STOP DOING THAT!David Krane knew something was wrong the moment he stepped foot into the town. Not just the sort of wrong he was used to. No, not that at all. It was really, really wrong.
Wrong was one hell of an understatement.
The unsettling fog shifted and spun around him like a spectral embrace as he walked, his heavy boots crunching on gravel and broken glass. He almost left cold fingers brush against his face, but it was probably the wind.

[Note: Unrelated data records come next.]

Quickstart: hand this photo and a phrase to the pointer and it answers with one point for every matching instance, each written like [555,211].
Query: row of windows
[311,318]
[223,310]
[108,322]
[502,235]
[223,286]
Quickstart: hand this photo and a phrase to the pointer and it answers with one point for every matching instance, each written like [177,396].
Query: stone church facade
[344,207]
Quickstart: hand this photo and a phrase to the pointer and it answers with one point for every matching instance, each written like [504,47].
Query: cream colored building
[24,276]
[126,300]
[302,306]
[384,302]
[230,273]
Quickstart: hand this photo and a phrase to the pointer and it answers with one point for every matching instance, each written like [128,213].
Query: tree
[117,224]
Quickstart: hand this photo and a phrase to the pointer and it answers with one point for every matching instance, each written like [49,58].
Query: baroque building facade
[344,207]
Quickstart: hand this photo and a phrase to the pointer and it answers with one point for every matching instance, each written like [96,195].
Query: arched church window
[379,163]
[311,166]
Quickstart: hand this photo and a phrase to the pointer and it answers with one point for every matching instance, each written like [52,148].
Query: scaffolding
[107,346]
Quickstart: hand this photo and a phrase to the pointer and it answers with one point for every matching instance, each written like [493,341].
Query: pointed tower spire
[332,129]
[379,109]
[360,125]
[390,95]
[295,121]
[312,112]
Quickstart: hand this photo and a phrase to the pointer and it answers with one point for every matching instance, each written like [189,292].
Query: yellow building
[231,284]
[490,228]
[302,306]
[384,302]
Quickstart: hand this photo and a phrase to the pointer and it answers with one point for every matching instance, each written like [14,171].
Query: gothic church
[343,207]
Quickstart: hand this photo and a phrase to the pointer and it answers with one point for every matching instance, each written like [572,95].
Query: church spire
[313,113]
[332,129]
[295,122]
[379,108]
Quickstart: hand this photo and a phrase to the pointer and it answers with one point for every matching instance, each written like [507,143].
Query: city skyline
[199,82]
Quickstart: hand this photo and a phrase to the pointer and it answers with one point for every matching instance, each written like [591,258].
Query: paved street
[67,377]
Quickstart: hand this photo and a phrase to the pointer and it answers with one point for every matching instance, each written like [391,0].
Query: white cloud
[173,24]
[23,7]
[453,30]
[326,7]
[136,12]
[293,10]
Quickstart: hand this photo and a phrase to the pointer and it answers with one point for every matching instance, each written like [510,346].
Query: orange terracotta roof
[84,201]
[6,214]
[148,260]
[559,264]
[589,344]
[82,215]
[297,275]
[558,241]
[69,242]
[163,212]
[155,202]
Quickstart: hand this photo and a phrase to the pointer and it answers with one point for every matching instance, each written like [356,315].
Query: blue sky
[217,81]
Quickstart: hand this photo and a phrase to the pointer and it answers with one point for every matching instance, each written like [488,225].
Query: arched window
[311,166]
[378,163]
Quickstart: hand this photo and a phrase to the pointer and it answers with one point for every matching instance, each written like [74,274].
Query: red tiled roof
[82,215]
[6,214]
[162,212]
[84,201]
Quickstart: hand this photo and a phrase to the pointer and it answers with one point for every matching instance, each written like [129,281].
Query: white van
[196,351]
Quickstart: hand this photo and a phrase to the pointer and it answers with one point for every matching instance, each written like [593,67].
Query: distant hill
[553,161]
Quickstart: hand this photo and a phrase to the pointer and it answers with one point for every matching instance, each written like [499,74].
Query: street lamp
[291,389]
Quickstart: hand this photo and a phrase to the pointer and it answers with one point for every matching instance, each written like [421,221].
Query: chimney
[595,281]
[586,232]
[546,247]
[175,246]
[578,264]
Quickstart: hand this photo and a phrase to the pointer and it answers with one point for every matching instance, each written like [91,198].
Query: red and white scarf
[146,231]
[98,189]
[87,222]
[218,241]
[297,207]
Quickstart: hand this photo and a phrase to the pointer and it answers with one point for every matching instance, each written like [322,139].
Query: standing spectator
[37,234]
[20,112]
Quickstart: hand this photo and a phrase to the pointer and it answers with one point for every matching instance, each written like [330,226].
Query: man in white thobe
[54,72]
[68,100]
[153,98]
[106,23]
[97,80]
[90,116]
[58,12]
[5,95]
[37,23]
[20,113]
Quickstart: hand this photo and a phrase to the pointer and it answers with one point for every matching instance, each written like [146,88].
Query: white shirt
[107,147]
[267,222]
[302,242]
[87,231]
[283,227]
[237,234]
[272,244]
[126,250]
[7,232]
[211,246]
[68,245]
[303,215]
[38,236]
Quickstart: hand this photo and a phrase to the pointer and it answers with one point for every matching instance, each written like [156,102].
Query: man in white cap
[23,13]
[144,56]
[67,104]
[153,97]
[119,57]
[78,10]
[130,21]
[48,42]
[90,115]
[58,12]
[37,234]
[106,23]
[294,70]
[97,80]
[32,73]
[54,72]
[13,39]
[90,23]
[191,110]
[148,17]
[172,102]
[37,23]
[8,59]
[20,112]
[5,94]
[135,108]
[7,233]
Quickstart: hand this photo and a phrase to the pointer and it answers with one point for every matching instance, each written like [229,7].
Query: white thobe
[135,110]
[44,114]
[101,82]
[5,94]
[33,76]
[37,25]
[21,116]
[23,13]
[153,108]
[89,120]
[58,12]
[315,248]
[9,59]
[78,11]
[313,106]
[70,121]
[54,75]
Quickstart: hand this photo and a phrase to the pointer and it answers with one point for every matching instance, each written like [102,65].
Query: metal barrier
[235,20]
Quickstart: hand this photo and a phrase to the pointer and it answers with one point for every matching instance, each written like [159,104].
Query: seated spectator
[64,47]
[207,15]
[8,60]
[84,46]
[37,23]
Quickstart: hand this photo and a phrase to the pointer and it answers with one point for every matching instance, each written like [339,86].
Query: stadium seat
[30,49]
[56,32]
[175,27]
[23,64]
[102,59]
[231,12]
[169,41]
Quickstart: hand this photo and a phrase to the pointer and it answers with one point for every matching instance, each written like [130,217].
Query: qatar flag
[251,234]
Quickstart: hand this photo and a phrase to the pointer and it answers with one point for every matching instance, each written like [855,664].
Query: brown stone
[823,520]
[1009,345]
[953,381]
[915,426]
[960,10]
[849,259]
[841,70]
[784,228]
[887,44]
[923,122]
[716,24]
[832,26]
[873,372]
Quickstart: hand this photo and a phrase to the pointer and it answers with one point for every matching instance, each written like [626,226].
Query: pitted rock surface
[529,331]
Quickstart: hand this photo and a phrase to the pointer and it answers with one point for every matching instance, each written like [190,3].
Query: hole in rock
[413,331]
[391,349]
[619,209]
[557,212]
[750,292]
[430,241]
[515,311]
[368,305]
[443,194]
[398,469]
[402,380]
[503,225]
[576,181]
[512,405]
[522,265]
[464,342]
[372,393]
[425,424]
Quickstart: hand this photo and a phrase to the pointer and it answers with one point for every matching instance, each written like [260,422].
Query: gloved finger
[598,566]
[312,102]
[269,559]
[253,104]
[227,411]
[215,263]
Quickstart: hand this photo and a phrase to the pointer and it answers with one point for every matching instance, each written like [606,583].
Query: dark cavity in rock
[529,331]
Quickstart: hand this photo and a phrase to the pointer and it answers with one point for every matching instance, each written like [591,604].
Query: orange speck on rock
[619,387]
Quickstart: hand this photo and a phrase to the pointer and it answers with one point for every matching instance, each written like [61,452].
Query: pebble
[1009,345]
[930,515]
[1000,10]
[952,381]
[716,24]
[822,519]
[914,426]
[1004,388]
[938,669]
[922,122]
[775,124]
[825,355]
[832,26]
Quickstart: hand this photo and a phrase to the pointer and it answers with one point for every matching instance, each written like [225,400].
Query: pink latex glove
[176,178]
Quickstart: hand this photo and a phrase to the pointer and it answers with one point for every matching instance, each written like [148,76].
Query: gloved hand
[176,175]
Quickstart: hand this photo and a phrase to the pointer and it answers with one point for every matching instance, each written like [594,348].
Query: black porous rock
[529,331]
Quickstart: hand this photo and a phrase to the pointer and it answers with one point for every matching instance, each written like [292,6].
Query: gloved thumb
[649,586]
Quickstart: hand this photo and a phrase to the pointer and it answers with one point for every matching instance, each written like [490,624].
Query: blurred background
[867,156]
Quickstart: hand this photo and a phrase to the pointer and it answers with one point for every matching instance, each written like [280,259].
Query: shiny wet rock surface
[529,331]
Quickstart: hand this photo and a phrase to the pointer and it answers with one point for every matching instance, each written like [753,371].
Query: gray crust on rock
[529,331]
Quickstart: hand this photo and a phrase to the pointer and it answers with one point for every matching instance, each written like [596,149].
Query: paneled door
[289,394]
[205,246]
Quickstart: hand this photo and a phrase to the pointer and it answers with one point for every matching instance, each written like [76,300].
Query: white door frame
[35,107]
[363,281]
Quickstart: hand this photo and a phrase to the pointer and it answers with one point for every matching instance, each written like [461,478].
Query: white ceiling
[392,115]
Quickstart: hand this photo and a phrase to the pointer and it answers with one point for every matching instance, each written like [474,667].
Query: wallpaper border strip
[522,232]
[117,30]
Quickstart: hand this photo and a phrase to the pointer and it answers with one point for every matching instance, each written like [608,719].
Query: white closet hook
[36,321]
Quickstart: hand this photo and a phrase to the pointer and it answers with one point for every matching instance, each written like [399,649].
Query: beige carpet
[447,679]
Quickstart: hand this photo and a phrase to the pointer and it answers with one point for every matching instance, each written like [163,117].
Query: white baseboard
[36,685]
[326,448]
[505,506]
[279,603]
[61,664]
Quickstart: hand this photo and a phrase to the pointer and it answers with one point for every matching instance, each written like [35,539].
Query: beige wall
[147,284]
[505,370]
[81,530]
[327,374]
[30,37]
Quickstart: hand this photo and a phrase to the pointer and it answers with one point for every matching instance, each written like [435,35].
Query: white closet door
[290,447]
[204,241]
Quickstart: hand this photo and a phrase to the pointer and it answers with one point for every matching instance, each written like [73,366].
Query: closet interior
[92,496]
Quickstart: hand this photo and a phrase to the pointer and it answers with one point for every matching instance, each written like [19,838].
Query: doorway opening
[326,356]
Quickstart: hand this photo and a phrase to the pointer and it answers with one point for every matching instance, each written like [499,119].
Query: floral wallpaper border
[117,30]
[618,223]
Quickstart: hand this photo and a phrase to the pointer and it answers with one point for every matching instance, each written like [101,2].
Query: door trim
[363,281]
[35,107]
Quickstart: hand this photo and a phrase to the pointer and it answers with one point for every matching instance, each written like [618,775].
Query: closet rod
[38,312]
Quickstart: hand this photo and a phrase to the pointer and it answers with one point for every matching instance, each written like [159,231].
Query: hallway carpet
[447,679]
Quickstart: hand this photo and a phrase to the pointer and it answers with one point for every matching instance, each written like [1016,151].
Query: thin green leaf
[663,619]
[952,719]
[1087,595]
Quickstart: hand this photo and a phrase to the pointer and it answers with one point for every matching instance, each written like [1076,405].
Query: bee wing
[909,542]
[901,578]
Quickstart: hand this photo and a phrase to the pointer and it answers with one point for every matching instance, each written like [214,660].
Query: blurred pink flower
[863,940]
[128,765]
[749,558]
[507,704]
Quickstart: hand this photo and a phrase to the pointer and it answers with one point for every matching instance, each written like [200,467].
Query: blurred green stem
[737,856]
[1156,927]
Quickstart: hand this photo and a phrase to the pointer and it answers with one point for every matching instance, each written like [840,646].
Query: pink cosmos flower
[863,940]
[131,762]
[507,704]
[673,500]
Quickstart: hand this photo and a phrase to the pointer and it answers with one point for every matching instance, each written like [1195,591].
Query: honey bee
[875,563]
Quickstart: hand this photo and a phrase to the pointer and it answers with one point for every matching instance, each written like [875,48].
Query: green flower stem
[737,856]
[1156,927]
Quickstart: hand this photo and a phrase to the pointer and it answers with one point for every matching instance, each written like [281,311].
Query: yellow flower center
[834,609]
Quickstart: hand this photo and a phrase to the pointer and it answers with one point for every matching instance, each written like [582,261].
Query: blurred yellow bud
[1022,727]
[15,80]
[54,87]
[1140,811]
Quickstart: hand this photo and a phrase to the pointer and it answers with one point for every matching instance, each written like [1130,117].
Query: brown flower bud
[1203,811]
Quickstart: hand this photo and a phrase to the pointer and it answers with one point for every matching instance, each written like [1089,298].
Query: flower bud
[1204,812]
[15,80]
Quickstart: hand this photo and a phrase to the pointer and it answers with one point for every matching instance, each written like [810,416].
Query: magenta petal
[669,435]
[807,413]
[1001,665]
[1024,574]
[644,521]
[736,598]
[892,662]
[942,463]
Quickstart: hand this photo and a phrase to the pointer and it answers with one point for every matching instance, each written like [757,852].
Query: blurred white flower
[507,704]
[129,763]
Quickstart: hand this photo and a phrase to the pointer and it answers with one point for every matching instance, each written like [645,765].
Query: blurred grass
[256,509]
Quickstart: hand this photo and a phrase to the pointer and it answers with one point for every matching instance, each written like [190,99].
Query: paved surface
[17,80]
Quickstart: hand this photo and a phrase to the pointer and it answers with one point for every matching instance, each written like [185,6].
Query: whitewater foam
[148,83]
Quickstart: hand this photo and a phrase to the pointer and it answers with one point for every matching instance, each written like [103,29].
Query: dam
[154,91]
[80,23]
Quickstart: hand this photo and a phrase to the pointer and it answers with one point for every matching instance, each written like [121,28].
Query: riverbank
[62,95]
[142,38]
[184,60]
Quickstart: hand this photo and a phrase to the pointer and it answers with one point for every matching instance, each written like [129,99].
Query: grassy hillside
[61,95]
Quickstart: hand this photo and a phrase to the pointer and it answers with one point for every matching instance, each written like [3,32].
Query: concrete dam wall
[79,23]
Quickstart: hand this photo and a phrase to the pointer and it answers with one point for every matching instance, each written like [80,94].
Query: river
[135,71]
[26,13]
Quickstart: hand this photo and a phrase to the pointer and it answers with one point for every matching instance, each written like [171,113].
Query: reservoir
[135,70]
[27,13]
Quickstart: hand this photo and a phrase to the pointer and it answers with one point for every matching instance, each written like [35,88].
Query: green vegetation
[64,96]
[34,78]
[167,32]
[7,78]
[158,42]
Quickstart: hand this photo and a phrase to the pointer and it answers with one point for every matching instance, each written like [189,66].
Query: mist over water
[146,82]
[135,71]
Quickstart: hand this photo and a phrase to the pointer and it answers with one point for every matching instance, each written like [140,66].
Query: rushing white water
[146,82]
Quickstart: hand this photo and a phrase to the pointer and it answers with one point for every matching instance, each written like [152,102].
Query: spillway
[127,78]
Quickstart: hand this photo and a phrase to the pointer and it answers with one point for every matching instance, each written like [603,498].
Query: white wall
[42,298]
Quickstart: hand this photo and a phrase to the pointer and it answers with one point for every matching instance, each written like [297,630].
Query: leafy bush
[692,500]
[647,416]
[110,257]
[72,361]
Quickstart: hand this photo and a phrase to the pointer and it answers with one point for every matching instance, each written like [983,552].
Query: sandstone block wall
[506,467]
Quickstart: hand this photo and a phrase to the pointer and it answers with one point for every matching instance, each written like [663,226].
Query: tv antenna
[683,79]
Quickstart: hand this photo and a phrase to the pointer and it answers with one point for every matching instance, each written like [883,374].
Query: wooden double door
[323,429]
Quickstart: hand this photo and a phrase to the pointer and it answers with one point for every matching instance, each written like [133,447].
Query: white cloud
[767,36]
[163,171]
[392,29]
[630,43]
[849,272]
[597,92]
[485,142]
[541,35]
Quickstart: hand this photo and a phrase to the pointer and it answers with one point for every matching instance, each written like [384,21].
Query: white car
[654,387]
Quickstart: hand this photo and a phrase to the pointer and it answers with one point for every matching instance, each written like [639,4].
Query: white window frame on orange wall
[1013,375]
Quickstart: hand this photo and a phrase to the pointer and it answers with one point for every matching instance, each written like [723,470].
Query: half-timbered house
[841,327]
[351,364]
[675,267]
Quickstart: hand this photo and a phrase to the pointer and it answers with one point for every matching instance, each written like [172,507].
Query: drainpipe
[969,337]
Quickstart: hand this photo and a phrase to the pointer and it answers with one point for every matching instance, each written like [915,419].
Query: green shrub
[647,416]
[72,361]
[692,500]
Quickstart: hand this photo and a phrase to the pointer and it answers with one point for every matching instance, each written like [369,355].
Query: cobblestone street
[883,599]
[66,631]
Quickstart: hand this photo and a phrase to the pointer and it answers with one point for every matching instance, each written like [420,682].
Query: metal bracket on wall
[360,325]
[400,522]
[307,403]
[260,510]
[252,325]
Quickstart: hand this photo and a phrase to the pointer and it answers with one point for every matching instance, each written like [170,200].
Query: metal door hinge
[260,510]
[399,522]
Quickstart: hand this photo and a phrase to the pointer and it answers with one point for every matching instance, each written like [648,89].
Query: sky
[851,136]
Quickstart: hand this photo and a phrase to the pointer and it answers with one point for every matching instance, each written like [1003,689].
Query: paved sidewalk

Yes, it was definitely the wind.
Countless houses were boarded up on the streets, their window panes covered with tape and plastic. Metal skirtings blocked gates, and doors had massive wooden boards nailed to them. Rubbish, blackened bins, wrecked cars and broken toys were thrown everywhere, like some giant had emptied his bins on the streets. Krane had never been anywhere this unsettling…or quiet. He shivered despite the warm coat. He liked to think he had seen it all, but he knew it was a lie. His thoughts were cut off as he stepped on a splintered piece of wood, a stabbing pain spiking through his heel.
‘Shit,’ he murmured, stumbling over to a rotting bench and examining his injuries. A nail or a shard of glass had pierced his shoe and breached skin, drawing blood. He wrenched his boot off and examined the cut. Suddenly the bench he was sitting on collapsed, sending a crackling noise bouncing down the streets. Confused by the situation he got to his feet and dusted himself off.
‘Hehe. Hehe, haha.’
It sounded like child laughing.
It felt like an icy bucket of water had been emptied inside him. He glanced around, looking for the source of the sound. There was nothing.
He could have sworn he heard a child laughing.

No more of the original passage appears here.